Bu standart, içinde tahmin ve öngörü barındıran gelecekle ilgili hazırlanmış olan finansal bilgilerin güvenilirliklerinin artırılması amacıyla denetçilerden talep edilen bir güvence denetim türüdür. Gelecek bir yada birkaç yıllık işletme bütçesi, Gelecek bir yada birkaç yılı kapsayan tahmini bilanço, tahmini gelir tablosu, tahmini nakit akım tablosu, faaliyet raporlarında yer alan ileriye yönelik tahminler yada öngörüler, fizibilite etüdlerindeki tahminler ve öngörüler gibi konular bu standart kapsamında sayılabilir.

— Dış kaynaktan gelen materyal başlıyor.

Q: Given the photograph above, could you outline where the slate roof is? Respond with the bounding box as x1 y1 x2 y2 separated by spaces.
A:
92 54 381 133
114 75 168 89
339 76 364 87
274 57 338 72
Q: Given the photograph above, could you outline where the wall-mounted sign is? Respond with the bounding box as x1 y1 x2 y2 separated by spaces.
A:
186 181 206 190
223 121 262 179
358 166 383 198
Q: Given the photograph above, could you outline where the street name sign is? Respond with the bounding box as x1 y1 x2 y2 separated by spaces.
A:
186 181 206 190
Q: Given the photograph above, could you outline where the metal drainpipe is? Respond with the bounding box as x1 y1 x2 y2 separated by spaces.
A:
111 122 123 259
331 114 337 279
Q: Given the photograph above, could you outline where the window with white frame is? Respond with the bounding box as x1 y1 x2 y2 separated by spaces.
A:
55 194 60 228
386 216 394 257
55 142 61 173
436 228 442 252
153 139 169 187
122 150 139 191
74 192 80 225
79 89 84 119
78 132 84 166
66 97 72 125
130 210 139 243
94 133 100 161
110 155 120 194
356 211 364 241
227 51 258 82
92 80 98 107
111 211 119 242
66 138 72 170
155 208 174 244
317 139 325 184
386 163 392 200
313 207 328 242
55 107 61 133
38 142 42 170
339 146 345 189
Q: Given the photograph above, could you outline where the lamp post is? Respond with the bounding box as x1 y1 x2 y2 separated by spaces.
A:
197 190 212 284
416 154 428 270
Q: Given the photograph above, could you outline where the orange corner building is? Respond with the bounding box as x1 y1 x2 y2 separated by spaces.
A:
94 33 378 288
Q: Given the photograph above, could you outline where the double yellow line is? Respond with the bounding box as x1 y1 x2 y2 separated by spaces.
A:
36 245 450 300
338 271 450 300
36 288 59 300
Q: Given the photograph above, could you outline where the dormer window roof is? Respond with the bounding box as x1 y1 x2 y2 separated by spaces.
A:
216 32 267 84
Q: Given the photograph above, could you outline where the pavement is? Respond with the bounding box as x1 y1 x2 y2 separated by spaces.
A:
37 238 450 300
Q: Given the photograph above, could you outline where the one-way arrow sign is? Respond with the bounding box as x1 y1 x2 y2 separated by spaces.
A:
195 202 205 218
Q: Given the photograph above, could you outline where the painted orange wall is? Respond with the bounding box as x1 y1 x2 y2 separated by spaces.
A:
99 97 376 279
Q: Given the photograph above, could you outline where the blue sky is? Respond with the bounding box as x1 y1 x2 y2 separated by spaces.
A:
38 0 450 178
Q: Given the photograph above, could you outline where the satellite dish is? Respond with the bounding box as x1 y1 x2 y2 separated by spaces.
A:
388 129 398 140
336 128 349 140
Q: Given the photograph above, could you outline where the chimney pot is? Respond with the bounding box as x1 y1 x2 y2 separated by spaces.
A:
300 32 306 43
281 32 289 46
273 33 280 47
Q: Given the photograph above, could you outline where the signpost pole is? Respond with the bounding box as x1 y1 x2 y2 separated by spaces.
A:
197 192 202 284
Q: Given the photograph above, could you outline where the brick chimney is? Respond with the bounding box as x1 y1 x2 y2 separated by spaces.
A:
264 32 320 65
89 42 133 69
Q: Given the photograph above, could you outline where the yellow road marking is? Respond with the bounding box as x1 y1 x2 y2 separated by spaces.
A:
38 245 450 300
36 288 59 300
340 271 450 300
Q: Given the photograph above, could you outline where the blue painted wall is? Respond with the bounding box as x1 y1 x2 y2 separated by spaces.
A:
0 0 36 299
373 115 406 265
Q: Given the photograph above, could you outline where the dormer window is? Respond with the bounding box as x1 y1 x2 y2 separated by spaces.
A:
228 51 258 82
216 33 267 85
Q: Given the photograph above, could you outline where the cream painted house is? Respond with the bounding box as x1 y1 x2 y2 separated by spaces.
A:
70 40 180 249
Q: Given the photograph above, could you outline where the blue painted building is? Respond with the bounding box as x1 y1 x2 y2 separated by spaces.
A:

4.2. GDS 3420 Bir İzahnamede Yer Alan Proforma Finansal Bilgilerin Derlenmesine İlişkin Raporlama Yapmak Üzere Üstlenilen Güvence Denetimleri

Bu standart, şirketlerin halka arzları esnasında, Sermaye Piyasası Kurulu’nun şirketlerden talep ettiği izahnamelerde yer alan proforma finansal bilgilerin güvenilirliklerinin artırılması amacıyla denetçilerden talep edilen bir güvence denetim türüdür. Şirketler, halka arz için hazırladıkları izahnamelerde yer alan proforma finansal bilgilerin güvenilirliklerini artırmak için denetçilerden bu tür güvence denetimi hizmeti talep edebilmektedir.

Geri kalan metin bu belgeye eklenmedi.